Tengo la ventaja de haber sido un testigo presencial de aquellos hechos, pues trabajaba en uno de los grandes diarios venezolanos de ese tiempo, El Universal. Prácticamente todos los medios del país (prensa, radio y TV) estuvieron alineados para generar las condiciones del golpe de Estado. Algunos lo hicieron en rol claramente protagónico; otros, solo como figurantes.
Los medios impresos, incluyendo El Universal, en los días previos (10 y 11) habían hecho algo muy pocas veces visto: ediciones extraordinarias, es decir, más de una el mismo día. Así de fuerte era su empeño por «informar» lo que estaba pasando. En realidad no era por informar, sino por llevar al máximo las tensiones políticas, sociales y militares.
De ese nivel de paroxismo pasaron al otro extremo el día 13, cuando las noticias dejaron de ser favorables al movimiento golpista. Entonces se volvieron extrañamente cautelosos, medrosos y preocupados por los efectos que podrían tener las noticias en la población.
La televisión se silenció por completo el sábado 13, luego de que en los días previos había intoxicado al público con toneladas de propaganda golpista, noticias (reales o falsas) y programas de opinión completamente sesgados.
Las televisoras de entretenimiento (Venevisión, RCTV, Televen) comenzaron a pasar tiras cómicas. Globovisión, canal de noticias, no presentó a Tom y Jerry, pero sus argumentos para dejar de informar fueron igualmente caricaturescos. Dijeron que preferían no difundir datos que pudiera causar alarma, una posición absolutamente incoherente respecto a la conducta previa de dicho medio, que había alcanzado el éxito entre los sectores más radicalizados de la oposición precisamente a punta de generar alarmas (hasta su música incidental había sido concebida para ese fin).
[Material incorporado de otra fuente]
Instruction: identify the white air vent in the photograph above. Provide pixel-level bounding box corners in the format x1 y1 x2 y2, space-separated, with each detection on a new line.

La mayoría de los medios impresos se silenció el domingo 14. Prefirieron no circular que llevar la noticia de que Chávez había sido restaurado en el poder. Lo hicieron por orgullo y arrogancia y también por algo de sentido del ridículo, pues la mayoría de los trabajos periodísticos y los anuncios publicitarios que iban a llevar esas ediciones dominicales eran apologías del golpe, loas a un gobierno que murió neonato.